A Valence nous découvrons à quel point il est bon d’avoir une douche chaude, un lit et un toit quand il pleut. Nous ne nous en rendions pas compte tant que nous roulions, mais nous sommes crevés. Nous restons quelques jours en ville pour dormir beaucoup, visiter un peu et préparer la suite du voyage. La météo n’est pas très engageante : pluie, pluie, pluie, aussi loin que vont les prévisions. A Majorque, c’est un peu moins pire. Le ferry n’est pas très cher, nous choisissons d’aller y passer les deux semaines suivantes, espérant que la situation s’améliore sur le continent pendant ce temps.
Majorque
Si Gérone est le Courchevel du vélo, Majorque en est le Gstaad. L’île est sillonnée par des hordes de cyclistes majoritairement anglais ou allemands qui roulent en peloton. J’ai l’impression d’être dans une version réelle d’un des mondes virtuels de Zwift. Contrairement aux cyclistes espagnols du continent, très chaleureux, la plupart des vacanciers en « cycling holiday » de Majorque nous snobent totalement et ne répondent même pas à nos saluts… Nous découvrons à nos dépens que le bivouac est également très compliqué sur l’île : l’habitat est dispersé et dense, presque toutes les parcelles sont privées et construites. De plus, la ressource en eau de l’île est surexploitée par l’industrie du tourisme, et les fontaines publiques sont toutes fermées.
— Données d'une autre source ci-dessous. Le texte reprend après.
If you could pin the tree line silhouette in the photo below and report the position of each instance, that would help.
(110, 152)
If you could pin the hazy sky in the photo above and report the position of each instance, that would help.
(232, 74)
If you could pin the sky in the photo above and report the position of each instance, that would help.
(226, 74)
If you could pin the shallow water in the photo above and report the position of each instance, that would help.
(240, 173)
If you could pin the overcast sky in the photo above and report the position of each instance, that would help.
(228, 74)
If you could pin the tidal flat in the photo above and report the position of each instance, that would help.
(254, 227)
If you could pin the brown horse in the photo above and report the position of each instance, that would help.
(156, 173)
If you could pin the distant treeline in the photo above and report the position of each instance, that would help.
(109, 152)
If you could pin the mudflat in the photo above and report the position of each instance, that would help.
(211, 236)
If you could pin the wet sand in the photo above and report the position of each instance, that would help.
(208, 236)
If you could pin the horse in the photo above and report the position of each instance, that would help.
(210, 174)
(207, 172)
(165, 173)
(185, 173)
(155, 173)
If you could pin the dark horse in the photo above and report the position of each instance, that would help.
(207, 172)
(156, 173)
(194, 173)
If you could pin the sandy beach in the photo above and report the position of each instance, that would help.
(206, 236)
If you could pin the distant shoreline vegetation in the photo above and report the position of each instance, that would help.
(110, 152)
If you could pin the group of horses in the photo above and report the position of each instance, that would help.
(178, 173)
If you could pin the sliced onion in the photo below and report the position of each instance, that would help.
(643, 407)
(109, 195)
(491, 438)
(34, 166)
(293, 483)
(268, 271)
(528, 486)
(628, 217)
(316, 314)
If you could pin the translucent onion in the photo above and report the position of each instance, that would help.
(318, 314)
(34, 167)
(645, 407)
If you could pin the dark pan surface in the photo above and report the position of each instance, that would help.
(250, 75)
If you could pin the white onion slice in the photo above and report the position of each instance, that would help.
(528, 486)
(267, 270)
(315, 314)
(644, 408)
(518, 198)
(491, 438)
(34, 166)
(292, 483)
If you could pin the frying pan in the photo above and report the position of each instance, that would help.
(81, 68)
C’est un véritable challenge de voyager à vélo ici, et la météo plutôt changeante ne rends pas les choses plus confortables. J’ai l’impression d’être prisonnier de l’île : je ne m’y sens pas du tout à ma place, mais entourés par la mer, nous ne pouvons pas partir. Heureusement, nous trouvons dans la Sierra Tramontana des refuges où nous pouvons nous abriter, puis un camping de randonneurs géré par des bûcherons qui nous fournissent des bûches pour nous réchauffer. Et surtout, nous entrons en contact avec Pablo, qui sera notre premier hôte warmshower. Pablo vient d’acheter une finca de l’autre côté de l’île, avec un grand verger et une très vieille ferme qu’il prévoit de retaper. Pour l’instant il n’y a pas d’eau courante, pas de toilettes, mais il y a un toit et même l’électricité. Il nous propose d’y rester quelques jours : nous sautons sur l’occasion. Après Pablo, nous serons hébergés par deux autres hôtes warmshower à Majorque. Tous nous ont fait changer notre regard sur l’île : je ne pense pas y retourner un jour, mais au moins j’en garde un souvenir un peu plus positif grâce à ces rencontres.